= Henrietta Marie Colden =

Henrietta Marie Bethune Colden (1745–1800) was a Scottish salon holder from Isle of Man.

==Early life==
Henrietta Marie Bethune was born in Scotland in 1745 and lived in the Isle of Man before she and her husband emigrated to America.

==Personal life==
She married Richard Nicholls Colden (1845–1777) in the Isle of Man while he was with his regiment there. Colden served for the 42nd Royal Highlanders and died in 1777. Richard was the eldest son of Elizabeth (née Nicholls) Colden and Alexander Colden, a politician, and a grandson of Cadwallader Colden, a colonial governor of the Province of New York. Together, they were the parents of two sons before his death:

- Cadwallader R. Colden, who became the editor of the U.S. Sporting Magazine, published in New York, in 1835–6.
- Alexander Colden.

After Colden's death, she returned to Scotland with her sons where they were educated at a school near Lancaster, England before returning to the United States after the Revolutionary War.

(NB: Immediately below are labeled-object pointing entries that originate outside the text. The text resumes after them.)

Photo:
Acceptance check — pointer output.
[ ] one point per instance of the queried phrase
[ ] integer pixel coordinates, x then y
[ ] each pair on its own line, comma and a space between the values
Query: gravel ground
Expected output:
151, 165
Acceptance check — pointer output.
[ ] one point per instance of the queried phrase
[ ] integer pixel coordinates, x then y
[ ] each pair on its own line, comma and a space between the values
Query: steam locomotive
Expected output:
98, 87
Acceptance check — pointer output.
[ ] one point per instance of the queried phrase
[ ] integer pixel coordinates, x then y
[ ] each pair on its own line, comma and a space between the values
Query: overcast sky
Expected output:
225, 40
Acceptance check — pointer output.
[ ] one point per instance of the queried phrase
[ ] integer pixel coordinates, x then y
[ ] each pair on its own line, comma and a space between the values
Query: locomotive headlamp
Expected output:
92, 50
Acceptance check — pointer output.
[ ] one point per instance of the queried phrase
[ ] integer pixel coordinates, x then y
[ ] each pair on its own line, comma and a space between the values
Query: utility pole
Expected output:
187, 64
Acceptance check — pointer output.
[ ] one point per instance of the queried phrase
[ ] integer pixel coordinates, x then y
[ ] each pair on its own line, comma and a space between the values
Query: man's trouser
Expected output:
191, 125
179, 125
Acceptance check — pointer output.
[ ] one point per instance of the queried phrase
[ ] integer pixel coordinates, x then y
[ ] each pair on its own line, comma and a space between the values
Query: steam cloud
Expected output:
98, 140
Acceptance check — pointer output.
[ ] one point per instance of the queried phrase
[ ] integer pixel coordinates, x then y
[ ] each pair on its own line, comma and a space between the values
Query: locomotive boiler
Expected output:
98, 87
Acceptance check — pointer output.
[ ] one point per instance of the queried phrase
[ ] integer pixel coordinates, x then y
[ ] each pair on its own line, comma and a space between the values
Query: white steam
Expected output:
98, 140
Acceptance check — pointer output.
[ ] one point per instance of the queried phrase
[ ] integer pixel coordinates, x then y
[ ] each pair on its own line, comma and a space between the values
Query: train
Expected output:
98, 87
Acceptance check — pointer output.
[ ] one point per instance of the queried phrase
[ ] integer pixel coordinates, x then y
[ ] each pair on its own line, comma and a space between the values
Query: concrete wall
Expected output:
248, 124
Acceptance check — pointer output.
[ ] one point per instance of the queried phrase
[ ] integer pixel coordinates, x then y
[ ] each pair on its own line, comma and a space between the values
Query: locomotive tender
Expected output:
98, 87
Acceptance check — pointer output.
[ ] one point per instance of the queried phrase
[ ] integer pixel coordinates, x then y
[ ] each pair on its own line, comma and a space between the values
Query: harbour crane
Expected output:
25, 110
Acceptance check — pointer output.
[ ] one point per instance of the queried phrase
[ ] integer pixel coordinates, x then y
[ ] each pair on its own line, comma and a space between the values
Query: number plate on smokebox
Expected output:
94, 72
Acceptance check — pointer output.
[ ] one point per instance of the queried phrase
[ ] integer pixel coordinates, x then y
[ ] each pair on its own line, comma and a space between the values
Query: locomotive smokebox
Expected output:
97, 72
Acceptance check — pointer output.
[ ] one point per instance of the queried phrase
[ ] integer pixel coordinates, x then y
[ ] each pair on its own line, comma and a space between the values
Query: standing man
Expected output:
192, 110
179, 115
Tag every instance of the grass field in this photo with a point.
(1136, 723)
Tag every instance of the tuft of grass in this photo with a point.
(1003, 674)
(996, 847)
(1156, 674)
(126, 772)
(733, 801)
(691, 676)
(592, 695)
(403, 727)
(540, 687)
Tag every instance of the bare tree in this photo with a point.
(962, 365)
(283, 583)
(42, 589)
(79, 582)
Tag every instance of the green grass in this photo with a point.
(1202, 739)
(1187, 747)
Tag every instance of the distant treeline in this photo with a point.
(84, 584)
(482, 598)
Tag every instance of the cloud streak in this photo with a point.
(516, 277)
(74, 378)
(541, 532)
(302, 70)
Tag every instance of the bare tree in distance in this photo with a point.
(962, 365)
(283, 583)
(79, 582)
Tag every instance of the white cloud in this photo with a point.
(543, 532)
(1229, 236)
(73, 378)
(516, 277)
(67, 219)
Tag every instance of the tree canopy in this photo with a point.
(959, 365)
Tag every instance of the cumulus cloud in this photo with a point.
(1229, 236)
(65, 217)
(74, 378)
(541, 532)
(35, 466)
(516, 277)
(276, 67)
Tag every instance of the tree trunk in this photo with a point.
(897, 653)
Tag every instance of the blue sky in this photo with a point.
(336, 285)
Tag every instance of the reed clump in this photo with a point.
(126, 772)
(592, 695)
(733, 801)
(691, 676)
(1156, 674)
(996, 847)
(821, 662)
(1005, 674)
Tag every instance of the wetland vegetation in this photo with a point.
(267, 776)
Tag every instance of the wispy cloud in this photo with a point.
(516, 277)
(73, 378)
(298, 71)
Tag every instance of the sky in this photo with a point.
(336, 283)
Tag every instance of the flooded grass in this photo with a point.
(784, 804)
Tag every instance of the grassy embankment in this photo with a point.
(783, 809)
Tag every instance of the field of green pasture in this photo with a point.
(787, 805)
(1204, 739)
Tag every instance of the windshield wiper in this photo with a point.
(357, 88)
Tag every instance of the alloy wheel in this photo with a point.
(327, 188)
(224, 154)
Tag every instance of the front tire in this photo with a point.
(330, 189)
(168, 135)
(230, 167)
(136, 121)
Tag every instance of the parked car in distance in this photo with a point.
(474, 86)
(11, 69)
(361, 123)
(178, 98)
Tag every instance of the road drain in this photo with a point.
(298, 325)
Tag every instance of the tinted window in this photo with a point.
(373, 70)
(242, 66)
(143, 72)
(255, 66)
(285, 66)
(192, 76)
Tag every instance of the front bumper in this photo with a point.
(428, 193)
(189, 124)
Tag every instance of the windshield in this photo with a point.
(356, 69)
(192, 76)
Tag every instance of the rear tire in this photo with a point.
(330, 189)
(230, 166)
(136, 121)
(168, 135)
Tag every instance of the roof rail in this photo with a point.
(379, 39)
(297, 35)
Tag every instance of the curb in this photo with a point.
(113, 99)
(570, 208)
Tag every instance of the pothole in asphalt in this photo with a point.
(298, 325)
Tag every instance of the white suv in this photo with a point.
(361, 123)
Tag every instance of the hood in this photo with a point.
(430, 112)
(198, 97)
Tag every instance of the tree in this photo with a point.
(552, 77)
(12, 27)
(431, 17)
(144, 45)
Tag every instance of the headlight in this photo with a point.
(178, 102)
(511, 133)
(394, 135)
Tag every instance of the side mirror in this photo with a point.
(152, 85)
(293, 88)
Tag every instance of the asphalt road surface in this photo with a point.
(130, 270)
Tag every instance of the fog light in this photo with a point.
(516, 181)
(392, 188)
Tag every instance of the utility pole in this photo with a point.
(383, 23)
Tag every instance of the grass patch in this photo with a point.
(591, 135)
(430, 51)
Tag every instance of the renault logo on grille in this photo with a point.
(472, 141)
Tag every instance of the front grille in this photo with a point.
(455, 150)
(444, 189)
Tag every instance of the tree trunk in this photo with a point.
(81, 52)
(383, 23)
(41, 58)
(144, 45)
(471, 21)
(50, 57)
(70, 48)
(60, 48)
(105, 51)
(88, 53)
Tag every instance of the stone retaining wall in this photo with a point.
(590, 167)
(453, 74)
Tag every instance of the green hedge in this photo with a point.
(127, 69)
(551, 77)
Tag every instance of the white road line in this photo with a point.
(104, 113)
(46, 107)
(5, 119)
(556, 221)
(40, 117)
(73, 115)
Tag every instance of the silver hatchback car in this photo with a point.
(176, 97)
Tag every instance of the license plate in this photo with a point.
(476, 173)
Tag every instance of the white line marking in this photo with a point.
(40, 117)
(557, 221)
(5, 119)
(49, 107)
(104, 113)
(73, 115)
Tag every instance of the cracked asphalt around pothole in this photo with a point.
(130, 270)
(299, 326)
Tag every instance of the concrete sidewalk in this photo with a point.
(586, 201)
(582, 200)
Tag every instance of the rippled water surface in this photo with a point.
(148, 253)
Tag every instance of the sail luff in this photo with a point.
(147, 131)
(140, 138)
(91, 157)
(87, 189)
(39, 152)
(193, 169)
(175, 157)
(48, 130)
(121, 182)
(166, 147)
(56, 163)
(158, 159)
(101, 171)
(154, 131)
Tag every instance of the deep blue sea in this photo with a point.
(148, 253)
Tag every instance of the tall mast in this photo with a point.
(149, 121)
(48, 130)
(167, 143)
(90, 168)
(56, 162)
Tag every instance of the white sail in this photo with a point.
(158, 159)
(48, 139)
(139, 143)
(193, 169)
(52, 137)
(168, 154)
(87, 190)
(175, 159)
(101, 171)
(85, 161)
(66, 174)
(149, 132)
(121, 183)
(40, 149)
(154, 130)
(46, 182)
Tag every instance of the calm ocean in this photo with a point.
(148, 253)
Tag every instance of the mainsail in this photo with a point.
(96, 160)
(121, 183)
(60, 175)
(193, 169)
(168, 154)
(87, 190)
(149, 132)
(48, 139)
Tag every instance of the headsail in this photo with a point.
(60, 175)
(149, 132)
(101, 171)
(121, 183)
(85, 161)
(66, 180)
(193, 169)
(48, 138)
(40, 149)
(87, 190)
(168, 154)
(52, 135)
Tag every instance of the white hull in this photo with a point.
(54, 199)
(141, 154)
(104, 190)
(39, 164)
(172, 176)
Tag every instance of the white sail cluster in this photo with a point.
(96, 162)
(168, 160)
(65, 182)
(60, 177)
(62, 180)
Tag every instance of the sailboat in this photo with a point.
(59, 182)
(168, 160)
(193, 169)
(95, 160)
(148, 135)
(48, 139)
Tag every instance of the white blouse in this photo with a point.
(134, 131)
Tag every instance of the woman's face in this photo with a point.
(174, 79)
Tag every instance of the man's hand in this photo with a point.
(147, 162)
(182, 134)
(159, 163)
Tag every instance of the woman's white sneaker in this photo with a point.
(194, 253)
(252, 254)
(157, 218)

In 1798, Henrietta sold a farm at New Lots in Kings County, New York to Sir James Hall of Dunglass in Scotland.

===Literary interests===
Colden was known for her different literary interests. On March 14, 1783, she wrote a letter to Benjamin Franklin, complaining about the British Government after her husband had died from a fever in 1777. On July 16, 1792, she wrote a letter to Henry Knox, the first United States Secretary of War, to Kean respecting payment to the Ohio Company.